Encrypting data at rest is undertaken to prohibit “behind the scenes” snooping for information. When the data at rest is encrypted, even if a hacker surreptitiously gains access to the data behind the scenes, without the decryption key the data is meaningless. Data at rest encryption most commonly is supported by using built-in functions, a DBMS feature such as Oracle Transparent Data Encryption, or through an add-on encryption product.
Encrypting data in transit protects against network packet sniffing. If the data is encrypted before it is sent over the network and decrypted upon receipt at its destination, it is protected along its journey. Anyone nefariously attempting to access the data en route will receive only encrypted data. And again, without the decryption key, the data cannot be deciphered. Data in transit encryption most commonly is supported using DBMS system parameters and commands or through an add-on encryption product.
Label-Based Access Control
A growing number of DBMSs offer label-based access control (LBAC), which delivers more fine-grained control over authorization to specific data in the database. With LBAC, it is possible to support applications that need a more granular security scheme. LBAC can be set up to specify who can read and modify data in individual rows and/or columns.
LBAC is not for every application; it is geared more for top-secret, governmental, and similar types of data. For example, you might want to set up an authorization scenario such that each column and row have specific rules pertaining to which employees can see and manipulate the data. Setting up such a security scheme is virtually impossible without LBAC. An administrator configures the LBAC system by creating security label components, which are database objects used to represent the conditions determining whether a user can access a piece of data. A security policy, composed of one or more security label components, is used to describe the criteria for determining who has access to what data. The security administrator defines the policy by creating security labels that are composed of security label components. Once created, a security label can be associated with individual columns and rows in a table to protect the data held there. When a user tries to access protected data, that user’s security label is compared to the security label protecting the data.
Any attempted access to a protected column when the LBAC credentials do not permit that access will fail. If users try to read protected rows not allowed by their LBAC credentials, the DBMS simply acts as if those rows do not exist. This is important because sometimes even the knowledge that the data exists (without being able to access it) must be protected.
Consult your DBMS documentation for where and how to establish this hierarchy and how to use LBAC.
Data Masking
An additional technique for protecting database data is to deploy data masking and obfuscation.
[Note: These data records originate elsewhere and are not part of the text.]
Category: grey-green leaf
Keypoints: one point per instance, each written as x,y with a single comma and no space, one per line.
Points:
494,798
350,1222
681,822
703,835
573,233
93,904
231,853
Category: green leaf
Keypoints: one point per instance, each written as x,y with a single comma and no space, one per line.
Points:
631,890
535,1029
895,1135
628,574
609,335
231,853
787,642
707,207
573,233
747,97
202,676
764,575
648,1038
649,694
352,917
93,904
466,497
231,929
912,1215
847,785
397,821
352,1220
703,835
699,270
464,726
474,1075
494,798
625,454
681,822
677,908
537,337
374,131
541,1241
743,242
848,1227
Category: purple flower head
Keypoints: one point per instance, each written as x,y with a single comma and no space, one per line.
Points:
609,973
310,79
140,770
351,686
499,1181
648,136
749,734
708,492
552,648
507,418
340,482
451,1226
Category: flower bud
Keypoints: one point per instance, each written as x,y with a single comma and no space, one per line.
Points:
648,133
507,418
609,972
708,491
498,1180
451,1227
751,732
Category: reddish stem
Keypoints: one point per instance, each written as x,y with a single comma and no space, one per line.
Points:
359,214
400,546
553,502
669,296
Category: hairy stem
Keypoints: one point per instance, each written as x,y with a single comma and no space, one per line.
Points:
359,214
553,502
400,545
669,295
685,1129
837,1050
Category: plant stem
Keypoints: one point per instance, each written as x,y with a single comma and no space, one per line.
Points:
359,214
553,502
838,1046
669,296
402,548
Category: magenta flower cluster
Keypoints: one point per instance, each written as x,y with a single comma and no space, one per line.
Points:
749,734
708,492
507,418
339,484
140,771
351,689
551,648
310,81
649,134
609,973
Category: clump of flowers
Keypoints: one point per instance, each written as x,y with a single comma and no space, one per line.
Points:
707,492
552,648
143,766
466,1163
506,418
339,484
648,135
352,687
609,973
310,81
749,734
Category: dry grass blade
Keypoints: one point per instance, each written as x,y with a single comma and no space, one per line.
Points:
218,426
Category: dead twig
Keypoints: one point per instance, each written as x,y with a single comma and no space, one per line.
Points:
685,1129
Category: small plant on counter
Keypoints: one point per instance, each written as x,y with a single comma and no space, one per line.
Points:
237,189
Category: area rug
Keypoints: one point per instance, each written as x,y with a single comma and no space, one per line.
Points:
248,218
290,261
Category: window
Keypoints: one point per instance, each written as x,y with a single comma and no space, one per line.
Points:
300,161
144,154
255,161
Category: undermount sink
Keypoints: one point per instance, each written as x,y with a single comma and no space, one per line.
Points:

Data masking is the process of protecting sensitive information in databases from inappropriate visibility by replacing it with gibberish or realistic but not real data (in the case of production data used in test systems). The goal is making sure that sensitive, personally identifiable information is not available outside of the authorized environment. Protecting sensitive data using data masking can prevent fraud, identity theft, and other types of criminal activities. A common usage of data masking is to comply with PCI-DSS regulations to show only the last four digits of a payment card number on a receipt.
Data masking can be done while provisioning test environments so that copies created to support application development and testing do not expose sensitive information. Valid production data is replaced with usable, referentially intact, but incorrect or obfuscated data. After masking, the test data is usable just as with production data but the information content is secure.
It is possible to mask data using a variety of techniques. A good data masking solution should offer the ability to mask using multiple techniques. Common techniques include substitution, shuffling, number and data variance, nulling out, encryption, and table-to-table synchronization. Data masking is supported by many DBMS offerings as well as by third-party products.
Staying Up-to-Date
Be sure to keep up-to-date on the latest security requirements and capabilities of your DBMS. Understand what is available to you and what you may need to augment with additional tools. And keep in mind that the items covered here are not the only security features available to you for protecting your database data.